The Food and Drug Administration (FDA) has issued a statement regarding the use of nonsteroidal anti-inflammatory drugs (NSAIDS) in patients with coronavirus disease 2019 (COVID-19).
Commentary by Diane Hanna, DNP, DcNP:
In the early days of the pandemic there was a widely circulating myth that using NSAIDs or homeopathic anti-inflammatories in healthy individuals could increase one’s risk for contracting SAR-CoV-2 virus and having a poor outcome. This information continues to be widely shared across the internet, social media, and online media outlets with little evidence. Where did this notion originate from?
In the early days of the pandemic, medical teams across the globe tried to get their arms around treatment protocols and options for acutely ill patients stricken with COVID-19. In the absence of any evidence-based protocols for treatment for this novel virus, the initial diagnostic criteria and treatment approaches were similar to the management of influenza patients.
Anecdotal reports from several countries suggested that during early intervention and treatment of newly diagnosed and presumptively acutely ill COVID-19 patients, NSAIDs and systemic steroids may have contributed to worsening of disease and potentially linked to poorer patient outcomes.
The rapid progression of ARDS in a subset of COVID-19 positive patient population lead to the hypothesis that the mechanism of action of anti-inflammatories may have negative immunological complications.
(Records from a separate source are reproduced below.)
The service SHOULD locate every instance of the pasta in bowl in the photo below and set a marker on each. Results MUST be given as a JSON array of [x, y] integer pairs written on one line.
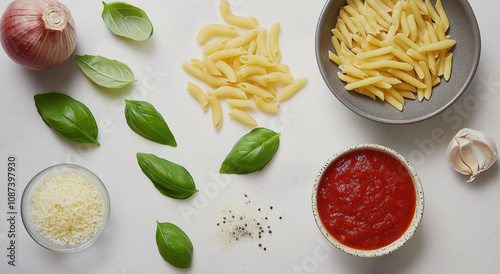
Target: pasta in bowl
[[378, 55]]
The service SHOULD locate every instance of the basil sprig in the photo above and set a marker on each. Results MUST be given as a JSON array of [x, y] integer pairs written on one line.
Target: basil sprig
[[68, 117], [170, 179], [252, 152], [105, 72], [127, 21], [146, 121], [174, 245]]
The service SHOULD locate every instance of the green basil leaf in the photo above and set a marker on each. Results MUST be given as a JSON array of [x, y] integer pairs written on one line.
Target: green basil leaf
[[174, 245], [127, 21], [146, 121], [68, 117], [252, 152], [170, 179], [105, 72]]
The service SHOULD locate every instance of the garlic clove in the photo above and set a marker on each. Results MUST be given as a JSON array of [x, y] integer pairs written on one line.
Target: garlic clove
[[471, 152], [455, 159]]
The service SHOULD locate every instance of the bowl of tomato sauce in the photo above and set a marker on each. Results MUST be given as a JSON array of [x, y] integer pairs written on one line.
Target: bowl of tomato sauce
[[367, 200]]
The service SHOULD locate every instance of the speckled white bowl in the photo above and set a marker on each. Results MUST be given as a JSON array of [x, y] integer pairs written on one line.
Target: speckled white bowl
[[417, 217]]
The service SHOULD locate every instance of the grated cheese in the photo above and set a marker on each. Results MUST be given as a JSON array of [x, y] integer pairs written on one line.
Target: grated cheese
[[67, 208]]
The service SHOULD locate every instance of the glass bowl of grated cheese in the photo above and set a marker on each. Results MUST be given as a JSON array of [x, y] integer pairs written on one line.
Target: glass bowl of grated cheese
[[65, 208]]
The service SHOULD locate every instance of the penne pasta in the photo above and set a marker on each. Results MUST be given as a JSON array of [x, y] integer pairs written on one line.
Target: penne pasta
[[259, 60], [245, 69], [255, 90], [227, 70], [242, 116], [226, 53], [196, 72], [231, 92], [216, 110], [198, 93], [292, 88], [272, 42], [240, 103], [210, 66], [281, 77], [215, 46], [270, 107], [243, 39], [262, 42]]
The first theory was that NSAIDS may act as a positive feedback loop that could increase the severity and intensity of cytokine storm, which often leads to multiorgan failure. The second hypothesis was that anti-inflammatories may dampen down the immune systems ability to respond to infection and could potentially contribute to the risk of secondary infections seen in influenza patients. While co-infections are now starting to be reported in COVID-19 patients, secondary pulmonary infections are not widely reported.
There was international discussion in reference to Ibuprofen use in patients with COVID 19. It is important to note that it is common practice in France not to use Ibuprofen for the treatment for any upper respiratory infections. In 2019, “on the advice of the National Agency for the Safety of Medicines and Health Products, French health workers have been told not to treat fever or infections with ibuprofen. Experts in the UK backed this sentiment. Paul Little, a professor of primary care research at the University of Southampton, said that there was good evidence “that prolonged illness or the complications of respiratory infections may be more common when NSAIDs are used—both respiratory or septic complications and cardiovascular complications.” (British Journal of Medicine, 2019)
The early clinical observations and the discussion of the 2019 BMJ data snowballed into a widely perpetuated myth that healthy individuals should stop using NSAIDS as it put them at risk for contracting the disease or worsening their prognosis.
There is contradictory data contained in a 2006 publication (C Amici et al.) suggesting that indomethacin has antiviral activity and could be utilized as a potential treatment for SARS-CoV-1 and this data could be useful or extrapolated to SARS-CoV-2. To further examine the potential benefits of NSAIDs, a phase 3 trial of naproxen versus the standard of care in patients has begun enrollment on March 27, 2020. The study will examine “patients with symptoms of respiratory distress caused by COVID-19 may be reduced by drugs combining anti-inflammatory and antiviral effects. This dual effect may simultaneously protect severely ill patients and reduce the viral load, therefore limiting virus dissemination. We want to demonstrate the superiority of naproxen (drug) treatment addition to standard of care compared to standard of care in term of 30-day mortality.”
Currently there is no clinical trial data that concludes that it is detrimental to use NSAIDs in healthy individuals. Anecdotal clinical reports have suggested that COVID-19 patients’ poorer outcomes may have been related to anti inflammatories. There are no clinical studies to support that hypothesis. As expected, treatment approaches may vary by country, institution and individual medical teams. Currently treatment decisions across the spectrum in COVID-19 patients is supported by clinical judgement and limited data.